Pourquoi la migration trans vers les États bleus devient une crise budgétaire
Dans Jean 17, Jésus a prié pour que ses disciples soient sanctifiés – mis à part – par la vérité de Dieu. Tout au long de l’histoire, cette vérité a distingué ceux qui l’adhèrent de ceux qui la rejettent. Aujourd’hui, cette séparation est de plus en plus évidente en Amérique.
Un article du Washington Post publié cette semaine, intitulé « Les personnes trans fuient les États rouges pour Seattle. La ville ne peut pas suivre le rythme », citait un sondage NORC suggérant que 400 000 adultes trans ont quitté les États rouges au cours des six mois qui ont suivi les élections de 2024, et 1,2 million d’autres envisageraient de s’installer dans des États qui affirment activement les politiques trans.
L’article met en lumière Crow Harmony, un homme trans de 21 ans, et son petit ami, qui avait également fait une transition. Si vous ne savez pas ce que cela signifie, vous n’êtes pas seul, mais mettez cela de côté. L’article poursuit en disant que ce couple n’avait ni argent, ni perspectives d’emploi et avait perdu son logement avant de quitter la Floride pour ce qu’ils croyaient être la sécurité de Seattle. Ils ont été aidés par une organisation à but non lucratif dirigée par des trans qui aide les personnes confuses en matière de genre à quitter les États rouges. Mais cette organisation, comme d’autres, affirme désormais ne pas avoir les ressources nécessaires pour répondre à la demande croissante, car les dons caritatifs ont diminué.
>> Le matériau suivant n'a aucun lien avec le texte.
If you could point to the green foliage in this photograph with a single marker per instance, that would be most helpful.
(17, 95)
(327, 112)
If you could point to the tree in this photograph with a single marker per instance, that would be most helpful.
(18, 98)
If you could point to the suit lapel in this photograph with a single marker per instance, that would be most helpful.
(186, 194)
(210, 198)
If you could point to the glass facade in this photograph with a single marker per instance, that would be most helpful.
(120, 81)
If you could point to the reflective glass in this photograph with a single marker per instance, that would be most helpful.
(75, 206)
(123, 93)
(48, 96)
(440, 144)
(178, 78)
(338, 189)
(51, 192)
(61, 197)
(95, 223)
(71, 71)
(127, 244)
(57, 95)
Taylor Farley, directeur exécutif de la Queer Power Alliance à Seattle, appelle la ville à déclarer l’état d’urgence civile afin que des organisations comme la leur puissent accéder à 2,1 millions de dollars de financement d’urgence municipal. Farley a déclaré : « Notre communauté est attaquée et les organisations protégeant les personnes LGBTQIA+ luttent pour survivre. »
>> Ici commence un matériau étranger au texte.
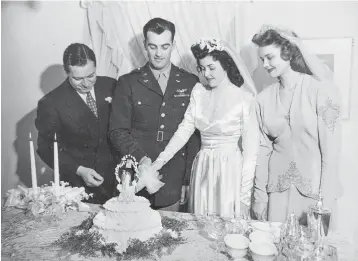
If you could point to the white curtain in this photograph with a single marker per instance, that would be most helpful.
(117, 37)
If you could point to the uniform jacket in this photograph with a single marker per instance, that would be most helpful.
(143, 120)
(82, 138)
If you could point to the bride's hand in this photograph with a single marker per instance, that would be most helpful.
(244, 211)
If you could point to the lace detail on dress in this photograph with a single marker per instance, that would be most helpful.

Le problème sous-jacent dépasse le cadre d’une seule ville. Dans le cadre de la politique fédérale actuelle, les États ne sont plus obligés de financer les procédures de transition de genre, les avortements et bon nombre d’initiatives progressistes encouragées ou exigées par les administrations précédentes. En conséquence, les États bleus qui ont choisi d’adopter ces politiques doivent de plus en plus les financer avec leurs propres impôts.
Une vingtaine d’États combinent désormais une protection étendue contre l’avortement avec de vastes politiques trans, et presque tous sont confrontés à des déficits budgétaires structurels ou à d’importants déséquilibres budgétaires à long terme. Ces déficits nécessiteront à terme soit une réduction du financement gouvernemental pour la longue liste de programmes de gauche, ce qui est peu probable selon l’histoire, soit une augmentation des impôts.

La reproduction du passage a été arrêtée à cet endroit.